I’ve recently been playing around a lot with some data analysis in R and in Jupyter notebooks, in preparation for two exciting summer ventures that’ll be taking up a lot of my time:
<run>:\the\world Girls’ Machine Learning Day Camp
and
These are both work projects, as I hope is clear from the links.
One of the datasets that’s made the rounds over time is the dataset about “chemical diabetes” from the 1979 paper by Miller and Reaven. It is the chemdiab dataset, with documentation at https://www.rdocumentation.org/packages/locfit/versions/1.5-9.1/topics/chemdiab. It’s in the locfit package, for instance. Check out that documentation: here we’ve got a well-used dataset included in R that doesn’t have any useful documentation on the R side. You’d think the R documentation would have units and variable meanings, for instance, but you’d be wrong.

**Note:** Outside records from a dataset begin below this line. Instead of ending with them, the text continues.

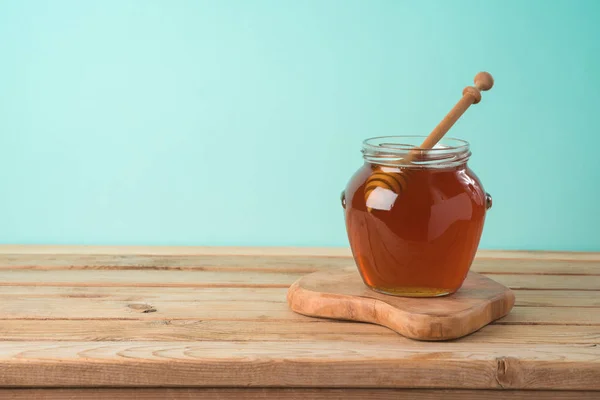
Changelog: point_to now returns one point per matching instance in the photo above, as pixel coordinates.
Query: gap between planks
(257, 251)
(288, 393)
(240, 279)
(271, 330)
(294, 264)
(453, 365)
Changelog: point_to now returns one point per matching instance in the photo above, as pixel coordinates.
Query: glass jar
(414, 218)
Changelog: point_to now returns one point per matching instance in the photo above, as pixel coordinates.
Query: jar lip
(393, 151)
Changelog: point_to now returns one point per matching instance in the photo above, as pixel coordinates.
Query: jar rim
(394, 151)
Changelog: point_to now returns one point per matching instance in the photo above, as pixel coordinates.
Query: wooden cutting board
(340, 293)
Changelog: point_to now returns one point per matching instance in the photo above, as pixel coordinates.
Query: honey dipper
(396, 181)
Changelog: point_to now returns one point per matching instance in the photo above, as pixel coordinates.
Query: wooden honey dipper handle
(471, 95)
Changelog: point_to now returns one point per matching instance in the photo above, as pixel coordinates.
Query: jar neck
(404, 152)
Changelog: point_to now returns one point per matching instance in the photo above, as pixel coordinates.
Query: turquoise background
(239, 122)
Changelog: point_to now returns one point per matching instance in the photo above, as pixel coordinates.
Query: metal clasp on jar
(488, 201)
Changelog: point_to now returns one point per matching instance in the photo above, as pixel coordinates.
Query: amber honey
(419, 240)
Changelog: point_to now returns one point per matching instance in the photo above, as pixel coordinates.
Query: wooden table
(183, 323)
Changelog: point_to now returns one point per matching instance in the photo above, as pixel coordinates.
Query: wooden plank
(152, 278)
(270, 330)
(265, 263)
(289, 394)
(530, 298)
(140, 303)
(281, 251)
(166, 278)
(299, 264)
(299, 364)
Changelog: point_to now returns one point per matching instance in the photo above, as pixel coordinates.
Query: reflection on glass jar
(414, 227)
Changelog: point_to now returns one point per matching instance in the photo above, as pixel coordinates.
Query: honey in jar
(414, 227)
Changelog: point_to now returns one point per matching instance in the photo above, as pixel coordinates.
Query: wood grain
(271, 263)
(247, 304)
(214, 323)
(341, 294)
(282, 279)
(300, 364)
(270, 330)
(60, 250)
(290, 393)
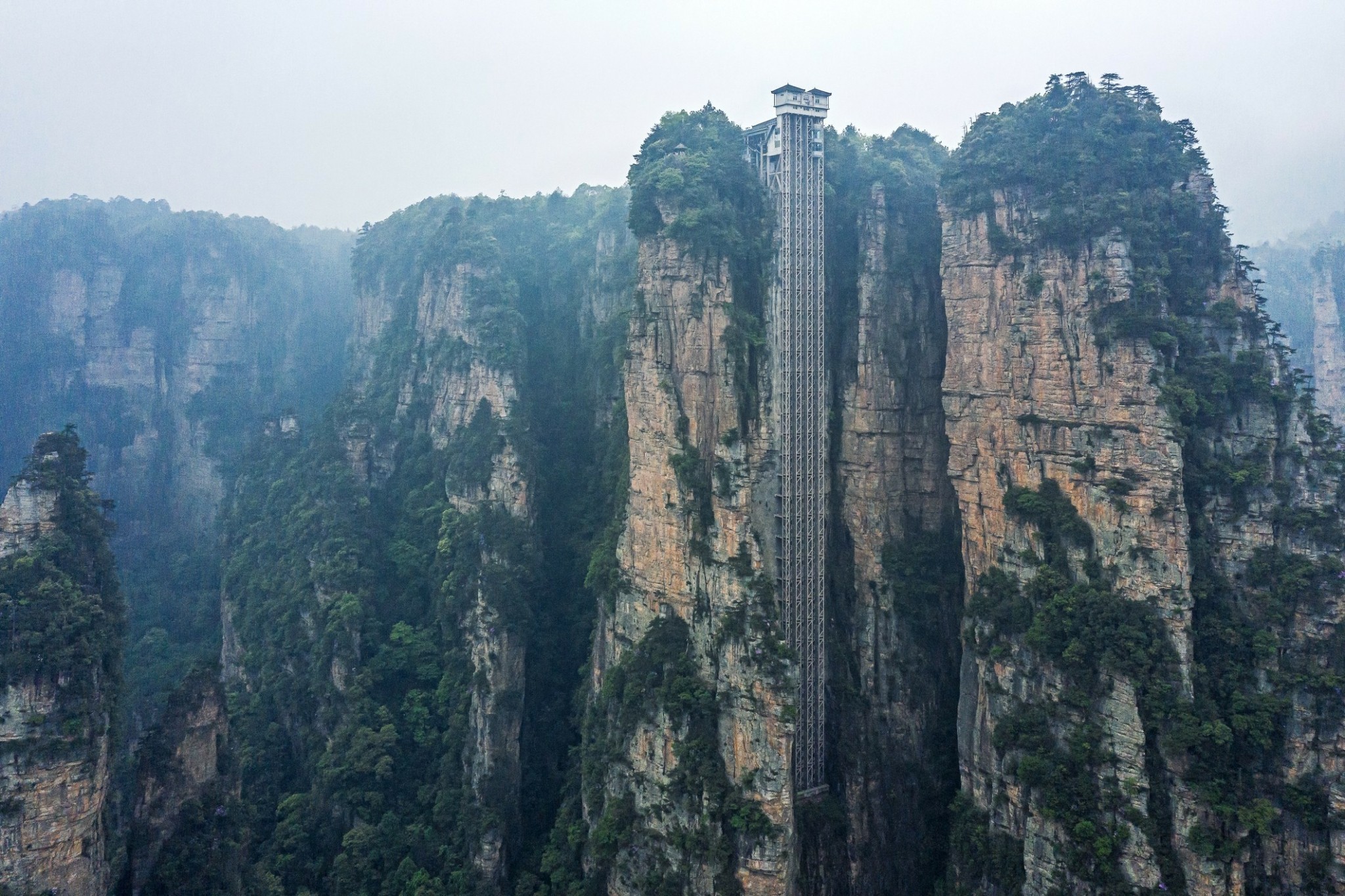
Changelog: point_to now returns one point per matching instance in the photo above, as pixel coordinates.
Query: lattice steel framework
(790, 156)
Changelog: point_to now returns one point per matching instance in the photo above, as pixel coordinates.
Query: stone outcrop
(694, 551)
(178, 761)
(54, 736)
(155, 331)
(1328, 355)
(1030, 396)
(894, 643)
(1036, 395)
(455, 373)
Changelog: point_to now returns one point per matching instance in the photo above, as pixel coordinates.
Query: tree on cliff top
(692, 165)
(1093, 160)
(60, 601)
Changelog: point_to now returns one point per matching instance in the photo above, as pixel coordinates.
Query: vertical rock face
(693, 565)
(424, 614)
(896, 591)
(1328, 358)
(686, 773)
(60, 664)
(1151, 528)
(160, 333)
(1030, 398)
(167, 337)
(179, 762)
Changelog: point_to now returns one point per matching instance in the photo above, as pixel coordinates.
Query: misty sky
(335, 113)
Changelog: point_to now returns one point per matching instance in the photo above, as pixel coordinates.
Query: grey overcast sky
(335, 113)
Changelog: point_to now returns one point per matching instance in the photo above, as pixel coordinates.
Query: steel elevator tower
(789, 154)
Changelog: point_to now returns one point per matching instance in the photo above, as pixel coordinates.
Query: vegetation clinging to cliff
(690, 183)
(1080, 163)
(60, 602)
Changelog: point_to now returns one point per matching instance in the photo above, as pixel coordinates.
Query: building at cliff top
(789, 154)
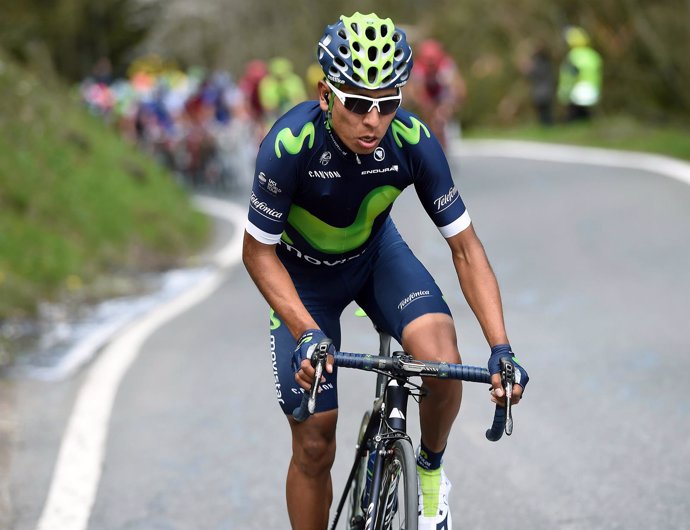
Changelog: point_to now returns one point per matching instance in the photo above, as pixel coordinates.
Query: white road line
(80, 460)
(661, 165)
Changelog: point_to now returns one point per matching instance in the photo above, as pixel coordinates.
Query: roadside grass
(77, 203)
(611, 132)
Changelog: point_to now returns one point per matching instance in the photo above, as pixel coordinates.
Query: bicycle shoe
(433, 490)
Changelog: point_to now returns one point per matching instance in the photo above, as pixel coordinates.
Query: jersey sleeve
(437, 191)
(275, 178)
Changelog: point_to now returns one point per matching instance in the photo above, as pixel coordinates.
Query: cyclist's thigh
(399, 288)
(325, 306)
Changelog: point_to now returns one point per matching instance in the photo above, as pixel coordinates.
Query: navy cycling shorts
(387, 281)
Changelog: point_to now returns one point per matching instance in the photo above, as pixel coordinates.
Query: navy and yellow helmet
(365, 51)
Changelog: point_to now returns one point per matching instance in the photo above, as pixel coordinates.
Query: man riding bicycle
(319, 236)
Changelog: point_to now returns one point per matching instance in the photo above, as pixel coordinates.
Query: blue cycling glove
(306, 345)
(501, 351)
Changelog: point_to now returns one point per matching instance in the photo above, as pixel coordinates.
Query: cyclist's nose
(372, 117)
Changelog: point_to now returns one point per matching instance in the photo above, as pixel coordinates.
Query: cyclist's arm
(478, 284)
(480, 288)
(275, 284)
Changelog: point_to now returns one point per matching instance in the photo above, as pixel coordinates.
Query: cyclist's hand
(301, 357)
(499, 352)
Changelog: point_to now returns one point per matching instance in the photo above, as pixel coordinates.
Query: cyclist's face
(361, 133)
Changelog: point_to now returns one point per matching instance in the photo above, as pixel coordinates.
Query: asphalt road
(594, 265)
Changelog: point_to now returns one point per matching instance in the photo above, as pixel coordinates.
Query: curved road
(594, 265)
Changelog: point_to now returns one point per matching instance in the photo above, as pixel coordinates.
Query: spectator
(281, 89)
(580, 78)
(540, 73)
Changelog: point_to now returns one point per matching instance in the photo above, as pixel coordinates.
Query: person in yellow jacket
(281, 89)
(580, 77)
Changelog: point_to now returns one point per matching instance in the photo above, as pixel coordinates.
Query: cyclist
(436, 87)
(319, 236)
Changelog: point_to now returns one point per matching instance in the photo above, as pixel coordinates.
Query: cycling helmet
(365, 51)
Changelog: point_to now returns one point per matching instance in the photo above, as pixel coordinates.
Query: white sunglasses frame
(374, 102)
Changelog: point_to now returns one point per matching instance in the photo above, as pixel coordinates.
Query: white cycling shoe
(433, 488)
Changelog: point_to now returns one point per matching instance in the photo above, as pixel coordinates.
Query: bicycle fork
(394, 413)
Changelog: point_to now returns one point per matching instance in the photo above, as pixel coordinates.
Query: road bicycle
(381, 490)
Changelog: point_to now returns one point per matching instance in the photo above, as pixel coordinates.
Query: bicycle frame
(386, 425)
(387, 421)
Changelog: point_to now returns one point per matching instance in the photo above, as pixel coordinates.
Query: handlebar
(402, 365)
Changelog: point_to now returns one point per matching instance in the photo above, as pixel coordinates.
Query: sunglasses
(363, 104)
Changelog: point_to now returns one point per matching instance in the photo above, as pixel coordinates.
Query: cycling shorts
(387, 281)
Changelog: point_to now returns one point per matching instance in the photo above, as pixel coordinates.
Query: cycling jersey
(324, 204)
(327, 209)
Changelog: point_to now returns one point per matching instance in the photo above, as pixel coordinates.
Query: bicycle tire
(355, 514)
(398, 501)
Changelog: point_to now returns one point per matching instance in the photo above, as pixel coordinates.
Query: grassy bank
(614, 132)
(76, 202)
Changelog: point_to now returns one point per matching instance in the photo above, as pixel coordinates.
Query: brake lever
(508, 380)
(318, 361)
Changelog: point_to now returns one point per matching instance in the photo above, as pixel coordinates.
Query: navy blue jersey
(324, 203)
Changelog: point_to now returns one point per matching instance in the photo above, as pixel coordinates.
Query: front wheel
(355, 513)
(397, 506)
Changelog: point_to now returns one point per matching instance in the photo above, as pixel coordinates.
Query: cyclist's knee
(432, 337)
(313, 447)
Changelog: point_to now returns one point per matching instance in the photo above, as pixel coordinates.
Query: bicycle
(388, 499)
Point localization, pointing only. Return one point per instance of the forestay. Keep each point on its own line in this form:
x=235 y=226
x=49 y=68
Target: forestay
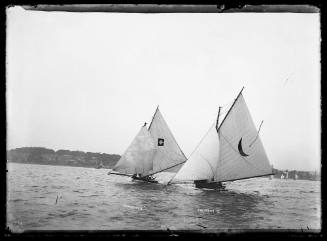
x=138 y=156
x=202 y=163
x=167 y=152
x=237 y=159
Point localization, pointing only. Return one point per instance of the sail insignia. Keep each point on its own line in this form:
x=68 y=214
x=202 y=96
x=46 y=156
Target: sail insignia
x=222 y=150
x=168 y=154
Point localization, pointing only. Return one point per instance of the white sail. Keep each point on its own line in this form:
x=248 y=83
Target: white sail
x=202 y=163
x=167 y=152
x=242 y=154
x=138 y=156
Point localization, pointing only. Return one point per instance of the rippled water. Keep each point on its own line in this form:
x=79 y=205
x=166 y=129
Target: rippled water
x=43 y=197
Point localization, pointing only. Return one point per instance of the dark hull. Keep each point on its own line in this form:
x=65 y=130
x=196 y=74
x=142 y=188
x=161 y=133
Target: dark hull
x=209 y=185
x=144 y=179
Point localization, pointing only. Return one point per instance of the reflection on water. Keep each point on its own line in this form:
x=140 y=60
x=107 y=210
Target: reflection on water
x=68 y=198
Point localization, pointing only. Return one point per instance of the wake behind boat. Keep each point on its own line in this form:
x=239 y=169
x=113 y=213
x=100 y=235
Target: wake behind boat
x=152 y=151
x=230 y=152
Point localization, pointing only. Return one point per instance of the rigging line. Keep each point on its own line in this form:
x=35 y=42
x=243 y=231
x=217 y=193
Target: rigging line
x=166 y=168
x=153 y=117
x=256 y=135
x=238 y=153
x=214 y=123
x=213 y=173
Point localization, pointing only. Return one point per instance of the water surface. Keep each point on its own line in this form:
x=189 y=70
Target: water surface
x=44 y=197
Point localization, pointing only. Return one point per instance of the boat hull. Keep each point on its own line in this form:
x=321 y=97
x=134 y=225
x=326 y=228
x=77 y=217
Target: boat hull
x=144 y=179
x=209 y=185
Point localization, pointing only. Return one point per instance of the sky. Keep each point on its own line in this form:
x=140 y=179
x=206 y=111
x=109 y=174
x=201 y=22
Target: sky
x=89 y=81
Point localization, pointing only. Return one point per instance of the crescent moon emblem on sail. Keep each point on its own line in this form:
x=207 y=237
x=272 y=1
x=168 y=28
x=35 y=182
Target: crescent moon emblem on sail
x=240 y=149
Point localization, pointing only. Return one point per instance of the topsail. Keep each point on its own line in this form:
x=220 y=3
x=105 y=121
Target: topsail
x=138 y=156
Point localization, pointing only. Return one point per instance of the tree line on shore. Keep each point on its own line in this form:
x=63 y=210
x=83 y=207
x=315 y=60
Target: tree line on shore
x=41 y=155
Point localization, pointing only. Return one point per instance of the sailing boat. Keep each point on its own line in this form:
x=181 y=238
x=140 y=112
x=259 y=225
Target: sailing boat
x=295 y=176
x=153 y=150
x=228 y=152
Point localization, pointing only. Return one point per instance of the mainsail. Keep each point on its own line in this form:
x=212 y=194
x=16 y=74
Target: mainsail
x=241 y=153
x=168 y=155
x=202 y=163
x=138 y=156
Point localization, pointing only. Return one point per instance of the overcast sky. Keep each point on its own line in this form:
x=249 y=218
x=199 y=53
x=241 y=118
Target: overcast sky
x=89 y=81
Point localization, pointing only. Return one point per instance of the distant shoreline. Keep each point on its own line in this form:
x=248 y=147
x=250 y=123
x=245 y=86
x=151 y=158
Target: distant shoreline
x=45 y=156
x=54 y=164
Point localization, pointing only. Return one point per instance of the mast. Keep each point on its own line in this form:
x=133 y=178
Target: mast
x=153 y=117
x=218 y=118
x=230 y=108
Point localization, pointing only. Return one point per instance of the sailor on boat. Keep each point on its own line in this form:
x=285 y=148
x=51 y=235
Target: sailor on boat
x=231 y=150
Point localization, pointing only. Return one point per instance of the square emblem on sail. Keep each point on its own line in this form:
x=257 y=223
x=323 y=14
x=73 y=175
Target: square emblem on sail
x=161 y=142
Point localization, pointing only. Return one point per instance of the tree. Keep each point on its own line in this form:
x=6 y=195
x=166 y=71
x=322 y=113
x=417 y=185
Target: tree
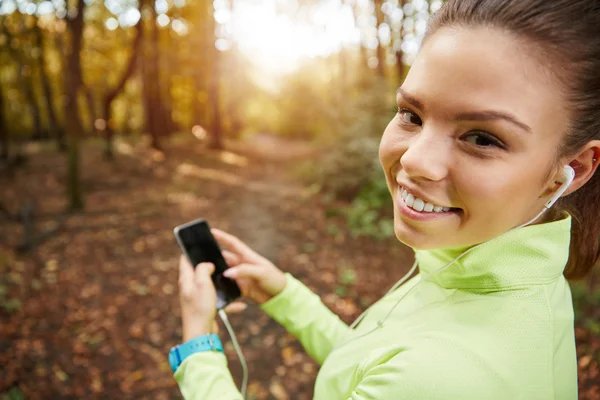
x=73 y=81
x=46 y=88
x=113 y=92
x=154 y=111
x=380 y=50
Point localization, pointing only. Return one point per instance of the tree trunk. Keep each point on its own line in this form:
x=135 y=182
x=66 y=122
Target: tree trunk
x=25 y=79
x=61 y=138
x=399 y=53
x=91 y=105
x=47 y=89
x=380 y=50
x=73 y=125
x=216 y=140
x=155 y=121
x=3 y=132
x=114 y=92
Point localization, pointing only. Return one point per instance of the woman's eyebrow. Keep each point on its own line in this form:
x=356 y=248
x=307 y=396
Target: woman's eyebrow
x=488 y=115
x=409 y=98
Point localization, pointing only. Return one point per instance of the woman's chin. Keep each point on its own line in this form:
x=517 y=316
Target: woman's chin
x=414 y=237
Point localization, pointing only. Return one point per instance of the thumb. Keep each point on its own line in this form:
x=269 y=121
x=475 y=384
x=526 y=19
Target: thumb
x=203 y=272
x=251 y=271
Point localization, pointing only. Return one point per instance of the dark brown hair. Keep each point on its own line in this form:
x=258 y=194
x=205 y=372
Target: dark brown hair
x=566 y=34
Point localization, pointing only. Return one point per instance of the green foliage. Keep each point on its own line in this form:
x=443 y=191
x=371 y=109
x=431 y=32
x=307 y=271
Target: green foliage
x=584 y=299
x=367 y=214
x=349 y=170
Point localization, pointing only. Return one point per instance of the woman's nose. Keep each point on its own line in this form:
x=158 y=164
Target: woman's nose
x=427 y=157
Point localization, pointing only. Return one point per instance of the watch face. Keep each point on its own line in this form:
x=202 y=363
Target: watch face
x=173 y=359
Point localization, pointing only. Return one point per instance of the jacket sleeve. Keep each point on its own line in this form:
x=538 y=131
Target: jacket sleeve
x=205 y=376
x=302 y=313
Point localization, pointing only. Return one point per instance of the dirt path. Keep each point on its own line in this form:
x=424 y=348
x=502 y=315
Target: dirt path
x=98 y=304
x=92 y=312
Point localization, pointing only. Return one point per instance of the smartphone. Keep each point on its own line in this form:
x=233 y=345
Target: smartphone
x=199 y=245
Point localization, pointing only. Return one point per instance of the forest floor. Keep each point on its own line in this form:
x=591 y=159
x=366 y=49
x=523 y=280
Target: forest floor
x=92 y=310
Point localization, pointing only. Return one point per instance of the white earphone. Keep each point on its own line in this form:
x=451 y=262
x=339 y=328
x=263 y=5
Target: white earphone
x=567 y=179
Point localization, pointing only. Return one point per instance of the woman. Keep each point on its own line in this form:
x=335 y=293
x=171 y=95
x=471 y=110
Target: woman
x=503 y=94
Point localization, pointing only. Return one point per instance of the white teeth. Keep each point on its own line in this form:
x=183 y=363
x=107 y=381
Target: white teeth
x=419 y=205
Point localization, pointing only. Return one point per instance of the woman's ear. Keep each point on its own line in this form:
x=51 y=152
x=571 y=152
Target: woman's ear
x=584 y=164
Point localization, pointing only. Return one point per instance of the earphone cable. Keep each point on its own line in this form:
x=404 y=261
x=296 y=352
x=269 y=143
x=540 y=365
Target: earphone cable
x=238 y=350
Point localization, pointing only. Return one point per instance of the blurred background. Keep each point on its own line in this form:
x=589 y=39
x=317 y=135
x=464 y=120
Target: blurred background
x=120 y=119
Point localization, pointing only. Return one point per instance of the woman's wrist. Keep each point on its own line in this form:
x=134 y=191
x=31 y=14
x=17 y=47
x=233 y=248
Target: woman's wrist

I was particularly interested in this dataset because it’s used in one of the initial proof-of-concept papers for topological data analysis (TDA). As I worked to reproduce their work in R using the very nice work of Paul Pearson on the R “TDAmapper” library, I realized that this is a pretty funky task. First of all, “chemical diabetes” is a concept that’s really outdated. I asked my board-certified-in-internal-medicine-physician-husband about chemical diabetes, and he laughed at me and asked if I’d ask about “the grippe” next. He did kindly explain that “chemical diabetes” was from back when either you were really clearly diabetic, or maybe a blood lab test would indicate some progress toward diabetes. In any case, today we know about type 1 and type 2 diabetes. Second, the Miller-Reaven classification itself is pretty weird. If you read the paper, Miller and Reaven took some doctor-classified data (normal, overt diabetes, and chemical diabetes) and then used a new computer-aided classification scheme to reclassify the observations. It’s really cool in that it’s the beginning of machine learning! But these days, it seems to me it’s a little weird to try to develop a computer-executed algorithm that will classify cases to match a computer-executed algorithm. To test whether my algorithm can reproduce their algorithm is just…. weak. Machine learning truly wants to reproduce what humans can do, when humans surpass machines.
I made some pretty pictures, used TDA in R to more-or-less reproduce the results of the analysis here. I’ve moved on since then to Congressional vote data and science data. But I always ask my students to think about the data they’re using, what it shows and what it tells, and whether it can even answer your question. Since I was using this data set primarily to experiment with R data visualization in TDA, it was fine. But as a scientific dataset for classification problems in machine learning, it is not my favorite. The lack of documentation, outdated nature of the classification, and fact that the classification itself is generated by an algorithm rather than human observation makes it a bit problematic.